Je m’appelle Manuel et je suis passionné par les polars depuis une soixantaine d’années, une passion qui ne montre aucun signe d’essoufflement.



















Bonjour Manuel,
Merci pour ce voyage au cœur du « Mystère Vesaccio ». Fine et précise, votre chronique touche au plus juste. Vous avez su lire et déchiffrer les indices semés entre la campagne toscane et les allées du Louvre. Mais, bien au-delà de cette affaire, vous avez saisi « l’esprit Hector Valand », cette touche que je souhaite transmettre dans cette saga. Celle-ci commence par le roman intitulé « Nuit noire », où l’on découvre Hector, Elena et leurs amis, avant de se poursuivre avec « Le mystère Vesaccio ». Deux autres tomes, aux éditions Les Livres de la Promenade, suivront afin de connaître les secrets qui entourent Hector. Tous les secrets…
À propos de Vesaccio vous écrivez : « une œuvre qui embrasse généreusement plusieurs genres à la fois, le policier historique, le roman d’aventures intellectuelles, la fiction patrimoniale, sans se laisser enfermer dans aucun. » Et là, vous me faites plaisir immense. Plus que de rentrer dans une case, j’ai écrit l’histoire que je rêvais de lire sans jamais réfléchir à un style ou à une catégorie. Juste cette histoire, cette aventure qui ne me quittait pas. Et celle-ci, en effet, s’ouvre à de nombreux domaines. Recherche et réflexion, souffle et action… et, si possible, du panache !
Alors merci Manuel.
Merci pour ces mots et bravo pour votre chronique.
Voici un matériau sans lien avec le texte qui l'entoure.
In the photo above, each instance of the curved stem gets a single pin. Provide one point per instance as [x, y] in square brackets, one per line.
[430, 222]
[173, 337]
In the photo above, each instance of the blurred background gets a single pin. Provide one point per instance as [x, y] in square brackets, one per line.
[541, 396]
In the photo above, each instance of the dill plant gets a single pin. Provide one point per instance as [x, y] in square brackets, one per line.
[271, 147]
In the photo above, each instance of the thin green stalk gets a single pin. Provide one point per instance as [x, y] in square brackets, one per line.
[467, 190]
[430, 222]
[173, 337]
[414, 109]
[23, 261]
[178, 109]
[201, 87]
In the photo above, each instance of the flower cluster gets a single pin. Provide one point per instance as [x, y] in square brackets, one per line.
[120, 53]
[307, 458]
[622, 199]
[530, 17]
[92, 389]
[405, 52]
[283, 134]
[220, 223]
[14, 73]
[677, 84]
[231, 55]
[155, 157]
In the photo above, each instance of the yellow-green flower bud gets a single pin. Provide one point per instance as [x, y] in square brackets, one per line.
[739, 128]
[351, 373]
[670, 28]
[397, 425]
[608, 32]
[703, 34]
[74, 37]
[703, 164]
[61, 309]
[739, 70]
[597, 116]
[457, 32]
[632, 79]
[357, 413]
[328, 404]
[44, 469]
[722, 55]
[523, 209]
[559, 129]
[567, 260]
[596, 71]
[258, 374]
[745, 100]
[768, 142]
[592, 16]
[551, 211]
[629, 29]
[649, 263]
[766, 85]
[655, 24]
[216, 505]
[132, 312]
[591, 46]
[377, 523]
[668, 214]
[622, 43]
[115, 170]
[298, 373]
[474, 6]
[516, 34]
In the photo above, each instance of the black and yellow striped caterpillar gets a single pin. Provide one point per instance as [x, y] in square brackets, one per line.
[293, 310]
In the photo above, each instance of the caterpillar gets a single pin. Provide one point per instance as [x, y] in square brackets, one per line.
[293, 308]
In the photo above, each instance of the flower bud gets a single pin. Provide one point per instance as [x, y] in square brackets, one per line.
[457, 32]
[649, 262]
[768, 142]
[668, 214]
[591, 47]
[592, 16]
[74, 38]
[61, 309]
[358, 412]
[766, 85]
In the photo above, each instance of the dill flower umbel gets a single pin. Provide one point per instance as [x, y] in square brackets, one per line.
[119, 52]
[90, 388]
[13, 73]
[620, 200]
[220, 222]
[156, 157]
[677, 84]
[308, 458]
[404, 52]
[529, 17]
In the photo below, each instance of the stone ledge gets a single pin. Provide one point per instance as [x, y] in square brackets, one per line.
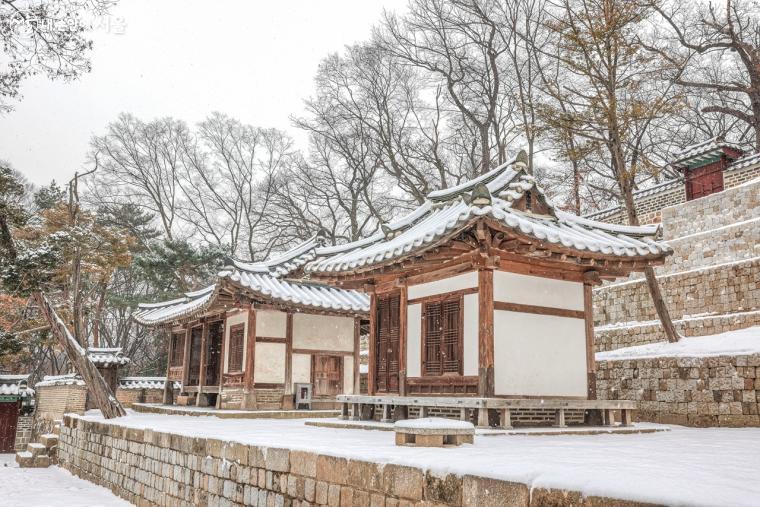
[147, 467]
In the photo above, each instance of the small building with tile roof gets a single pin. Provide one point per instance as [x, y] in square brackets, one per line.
[259, 329]
[484, 291]
[696, 171]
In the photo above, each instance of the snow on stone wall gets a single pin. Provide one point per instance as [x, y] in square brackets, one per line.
[693, 391]
[711, 282]
[172, 469]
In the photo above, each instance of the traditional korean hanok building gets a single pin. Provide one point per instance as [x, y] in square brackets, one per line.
[244, 341]
[696, 171]
[483, 295]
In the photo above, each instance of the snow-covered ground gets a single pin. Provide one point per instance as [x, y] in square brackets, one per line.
[33, 487]
[685, 466]
[740, 342]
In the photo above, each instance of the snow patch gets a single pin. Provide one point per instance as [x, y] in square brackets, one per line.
[732, 343]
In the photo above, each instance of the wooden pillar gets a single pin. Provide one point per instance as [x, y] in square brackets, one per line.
[485, 333]
[372, 346]
[168, 398]
[357, 355]
[249, 397]
[222, 361]
[200, 400]
[588, 315]
[402, 331]
[186, 358]
[287, 398]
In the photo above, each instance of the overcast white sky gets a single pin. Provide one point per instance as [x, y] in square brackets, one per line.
[254, 60]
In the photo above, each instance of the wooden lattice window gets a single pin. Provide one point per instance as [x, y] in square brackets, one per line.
[177, 352]
[442, 337]
[237, 339]
[327, 375]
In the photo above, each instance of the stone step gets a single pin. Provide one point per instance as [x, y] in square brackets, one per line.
[36, 449]
[49, 440]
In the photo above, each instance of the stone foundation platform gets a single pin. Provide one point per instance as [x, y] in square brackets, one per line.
[232, 414]
[148, 467]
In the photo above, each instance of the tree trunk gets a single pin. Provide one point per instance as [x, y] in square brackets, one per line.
[104, 398]
[654, 287]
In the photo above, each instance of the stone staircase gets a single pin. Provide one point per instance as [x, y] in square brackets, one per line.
[40, 454]
[711, 283]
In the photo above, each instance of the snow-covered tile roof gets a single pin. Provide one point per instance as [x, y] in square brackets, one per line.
[104, 356]
[60, 380]
[9, 384]
[286, 263]
[270, 285]
[145, 383]
[453, 211]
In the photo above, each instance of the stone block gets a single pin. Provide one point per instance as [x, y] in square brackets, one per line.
[333, 470]
[303, 463]
[402, 481]
[277, 460]
[365, 475]
[446, 489]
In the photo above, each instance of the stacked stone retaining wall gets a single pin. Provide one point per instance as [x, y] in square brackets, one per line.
[147, 467]
[706, 391]
[711, 283]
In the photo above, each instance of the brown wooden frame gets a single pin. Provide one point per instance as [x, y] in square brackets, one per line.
[538, 310]
[341, 372]
[233, 329]
[440, 299]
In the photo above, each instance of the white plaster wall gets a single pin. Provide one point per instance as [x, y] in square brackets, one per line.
[323, 332]
[539, 355]
[269, 363]
[232, 320]
[454, 283]
[414, 340]
[538, 291]
[348, 375]
[271, 323]
[470, 335]
[301, 368]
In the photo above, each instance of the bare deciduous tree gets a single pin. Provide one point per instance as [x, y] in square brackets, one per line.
[724, 38]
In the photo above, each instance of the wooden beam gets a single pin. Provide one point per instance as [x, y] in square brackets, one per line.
[186, 358]
[588, 307]
[372, 347]
[249, 398]
[168, 398]
[357, 355]
[426, 299]
[222, 361]
[288, 354]
[485, 333]
[539, 310]
[402, 330]
[202, 371]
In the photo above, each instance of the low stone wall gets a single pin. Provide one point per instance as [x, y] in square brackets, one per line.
[153, 468]
[713, 211]
[612, 338]
[55, 400]
[710, 391]
[130, 396]
[728, 288]
[652, 207]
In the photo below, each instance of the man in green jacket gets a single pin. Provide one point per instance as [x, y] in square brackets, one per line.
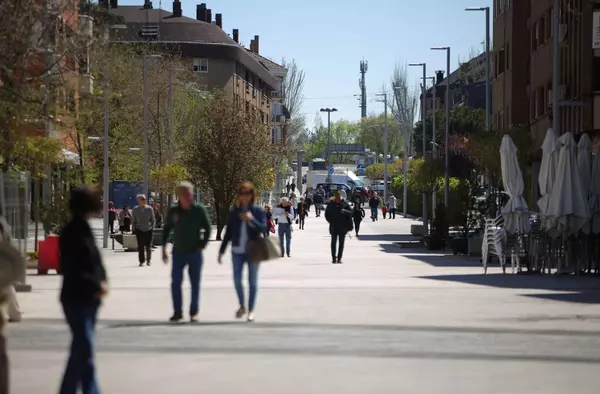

Quant à vous, chers lectrices et lecteurs, je vous souhaite un beau voyage dans ces pages, auprès d’Hector et ses proches.
Merci et à bientôt pour de nouvelles aventures.
Michaël Guittard
Cher Michaël,
Merci pour ce commentaire aussi généreux que détaillé. Ce que vous dites sur votre façon d’écrire, sans vous soucier des cases ni des catégories, juste animé par une histoire qui vous habitait et ne vous lâchait plus, c’est précisément ce qu’on ressent à la lecture. Ce roman respire la liberté, et c’est sa plus grande force.
Vous citez cette phrase sur les genres, et je suis heureux qu’elle ait résonné juste. C’est souvent dans ces œuvres qui refusent l’enfermement qu’on trouve le plus de souffle, et « Le Mystère Vesaccio » en est une belle preuve.
Merci également de rappeler que la saga commence avec « Nuit noire » : les lecteurs qui découvrent Hector Valand ici sauront désormais par où débuter l’aventure. Je les invite d’ailleurs à ne pas tarder, si deux nouveaux tomes sont en chemin, autant avoir de l’avance !
À bientôt sur Le Monde du Polar, pour la suite des secrets d’Hector, j’espère.